On a recent Monday evening in Manhattan, a flurry of guests in richly embroidered lehengas, sherwanis, and kaftans swirled around Bungalow, a stylish new restaurant from celebrity chef Vikas Khanna—who previously earned a Michelin star at Junoon—for a lavish iftar dinner to mark the end of a day of fasting. “I feel so honored to be cooking for you, especially during this holy month,” he said as he surveyed the gathering.
“Ramadan is a special month for Muslims worldwide,” says restaurateur Jimmy Rizvi, who partnered with Khanna to open Bungalow in its sprawling East Village location last month. “There needs to be more awareness of who we are as Muslims and where we come from, and to inform and educate people who might not know about Ramadan and Eid.”
There is a thriving, diverse population of approximately 4.5 million Muslims in the United States, and while the U.S. Postal Service may have issued an Eid stamp back in 2001, it’s only in recent years that Ramadan, Eid al-Fitr, and Eid al-Adha have entered mainstream American consciousness. The New York area is home to nearly 10 percent of the country’s population, and Khanna and Rizvi are eager to make Bungalow a hub for Muslims in the city as they celebrate Eid al-Fitr, this year on April 10.
In addition to this iftar dinner, they’ll also be hosting an Eid gala with Gold House, and Khanna is introducing a signature dessert for the holiday. Called Eid Ka Chand—”the Eid moon”—the parfait has a date kheer from Mumbai as its base and is layered with pistachio phirni from Delhi, seviyan (vermicelli pudding) from Lucknow, and rose mousse from Kashmir, all crowned with khubani ka meetha (apricot-based dessert served with cream) from Hyderabad.
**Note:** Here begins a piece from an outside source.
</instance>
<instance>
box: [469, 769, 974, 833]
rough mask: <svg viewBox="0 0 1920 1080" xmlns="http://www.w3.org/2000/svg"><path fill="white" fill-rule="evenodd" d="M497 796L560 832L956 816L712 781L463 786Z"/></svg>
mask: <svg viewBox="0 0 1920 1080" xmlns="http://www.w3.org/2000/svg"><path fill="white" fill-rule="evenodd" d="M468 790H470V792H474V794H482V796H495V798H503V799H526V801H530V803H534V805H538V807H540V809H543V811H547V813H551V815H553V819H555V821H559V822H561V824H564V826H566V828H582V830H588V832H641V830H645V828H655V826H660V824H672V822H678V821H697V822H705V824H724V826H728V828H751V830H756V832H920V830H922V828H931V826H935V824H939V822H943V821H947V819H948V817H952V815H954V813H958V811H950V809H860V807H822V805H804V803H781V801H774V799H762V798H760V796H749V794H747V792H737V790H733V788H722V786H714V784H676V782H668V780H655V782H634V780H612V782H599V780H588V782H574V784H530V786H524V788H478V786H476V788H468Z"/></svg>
Khanna, who is Hindu, came up with the idea with Rizvi’s mother, Suraiya. “We kept discussing the different traditions of Eid in India, and the next morning I created a parfait celebrating the brotherhood of Muslims in India,” Khanna says.
Given the important role food plays in the holy month of Ramadan and in the Eid feast that follows it, chefs across the country have found creative ways to celebrate in a uniquely American context. For Umber Ahmad, the Pakistani American banker-turned-baker behind the New York patisserie Mah-ze-Dahr, Eid has always been about family—and in New York, that often means your chosen family. “Eid in New York is an opportunity to celebrate with friends,” she says. “Losing both of my parents, it feels as though now the responsibility and honor of creating ongoing traditions has fallen to our generation.”
On April 9, Ahmad will host Mah-ze-Dahr’s first-ever chaand raat (“moon night”) celebration, her spin on a popular tradition that takes place across South Asia the evening before Eid: “People get together to eat great food, listen to music, go shopping, and make preparations for Eid the next day,” she says. Mah-ze-Dahr’s chaand raat at Brookfield place in Downtown Manhattan will have henna artists, jewelry sourced from Pakistan, activities for children, and samosas and sliders from Lahori Kabab and BK Jani alongside her signature treats.
The response has been overwhelming; Ahmad had envisioned about 50-100 people at the event, and she received more than 500 RSVPS within days of announcing it. “In New York, there isn’t a lot of attention paid to Muslim holidays. I want people to understand the beauty and storytelling and heritage we have in our culture,” she says. “It’s an opportunity to celebrate fun, festive, happy parts of our culture, and for non-Muslims to experience the best of who we are.”